L’exemple du mouvement de défense animale
Alors que nous publions l’appel pour retrouver nos coquelicots, la synchronicité veut que nous vous présentions également un homme, un militant américano-belge pour les droits des animaux, Henry Spira (1927-1998). Celui grâce auquel les multinationales telles que l’Oréal, Avon ou encore Revlon ont définitivement arrêté de tester leurs produits sur les animaux.
Né à Bruxelles, ce fils d’un bijoutier fut contraint de fuir l’Europe pour échapper aux rafles nazies. Esprit libre en poche, il plia bagages à 16 ans de la maison parentale pour aller s’enrôler dans la marine marchande.
Ainsi, il commence alors ses débuts de militantisme en défendant les droits des marins. Puis, après ses collègues, Henry Spira soutiendra aux États Unis également la cause des Afro-américains victimes de ségrégation.
Enfin, plus tard, devenu professeur, il se sensibilise et agit pour la cause des animaux, estimant que les premiers exploités, ce sont eux.

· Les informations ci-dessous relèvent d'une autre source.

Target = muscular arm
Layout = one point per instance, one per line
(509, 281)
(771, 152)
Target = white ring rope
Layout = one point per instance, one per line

Henry Spira et le militantisme pour la libération animale
Deux dates clé ornent ses victoires. En 1976, il remporte son premier combat pour la défense des droits des animaux contre le American Museum of Natural History en mettant fin à leurs études sur le comportement sexuel de chats mutilés.
En 1980, il met fin aux tests du Draize sur les animaux pratiqués par les fabricants de cosmétiques comme l’entreprise Revlon. en effet, le test toxicologique de Draize consistait à vérifier la dangerosité d’un produit en l’injectant dans les yeux des lapins sans anesthésie.
Ainsi, en plus de la souffrance infligée, les lapins devenaient tous aveugles. Par la suite, Henry Spira s’intéresse au sort des animaux des fermes-usines en mettant fin à d’odieuses pratiques comme le hissage des bovins par la patte arrière (l’animal se retrouve la tête en bas, balancé dans le vide), ou le marquage au fer au rouge sur leur visage.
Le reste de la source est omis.